# 🧑‍🏫 Task 1 Part 1: Building a Spam Classifier with Naive Bayes
In this exercise, you'll implement a spam classifier using the **Naive Bayes algorithm** . You'll work with email data to classify messages as spam or non-spam (ham). Follow the steps below and fill in the code where indicated.

**Objective:** Implement all key components of an ML pipeline (except for data handling).

**Allowed Libraries:** `pandas`, `numpy`

**Not Allowed:** Any pre-built ML algorithms or functions like those from `sklearn`.

Follow the instructions step-by-step and answer the questions!

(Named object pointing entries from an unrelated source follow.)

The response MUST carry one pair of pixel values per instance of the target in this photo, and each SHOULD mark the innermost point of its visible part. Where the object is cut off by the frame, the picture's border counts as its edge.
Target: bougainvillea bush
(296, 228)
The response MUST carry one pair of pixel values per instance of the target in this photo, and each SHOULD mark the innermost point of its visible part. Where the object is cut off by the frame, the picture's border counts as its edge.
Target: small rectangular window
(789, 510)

## Step 1: Data Loading and Preprocessing
First, let's load and examine our data.

In [5]:
import pandas as pd
emails = pd.read_csv('emails.csv')# Your code here

In [6]:
# Display the first few rows
print(emails.head())

# HINT: Use pd.read_csv() to load the data
# HINT: The DataFrame should have 'text' and 'spam' columns

                                                text  spam
0  Subject: naturally irresistible your corporate...     1
1  Subject: the stock trading gunslinger  fanny i...     1
2  Subject: unbelievable new homes made easy  im ...     1
3  Subject: 4 color printing special  request add...     1
4  Subject: do not have money , get software cds ...     1


In [7]:
#Analyse the data and remove or modify rows with missing or invalid values
# Check for missing values in the entire DataFrame
missing_values = emails.isnull().sum()
print(missing_values)

# Check for missing values in specific columns (e.g., 'text', 'spam')
missing_text = emails['text'].isnull().sum()
missing_spam = emails['spam'].isnull().sum()
print(f"Missing values in 'text': {missing_text}")
print(f"Missing values in 'spam': {missing_spam}")

text    0
spam    0
dtype: int64
Missing values in 'text': 0
Missing values in 'spam': 0


## Step 2: Text Preprocessing
We need to process each email to extract unique words.

In [8]:
def process_email(text):
    """
    Convert email text to a list of unique, lowercase words

    Parameters:
        text (str): The email text

    Returns:
        list: List of unique words in the email
    """
    # TODO: Implement the preprocessing function
    # 1. Convert text to lowercase
    text = text.lower()
    # 2. Split into words
    words = text.split()
    # 3. Remove duplicates
    unique_words = list(set(words))
    return unique_words

    # Your code here

    # HINT: Use text.lower() for lowercase conversion
    # HINT: Use split() to convert text to words
    # HINT: Use set() to remove duplicates
    pass

In [9]:
# Apply preprocessing to all emails
emails['words'] = emails['text'].apply(process_email)


In [11]:
# Test your preprocessing by testing on the first email
# Get the text of the first email
first_email_text = emails['text'][0]

# Apply the preprocessing function
processed_words = process_email(first_email_text)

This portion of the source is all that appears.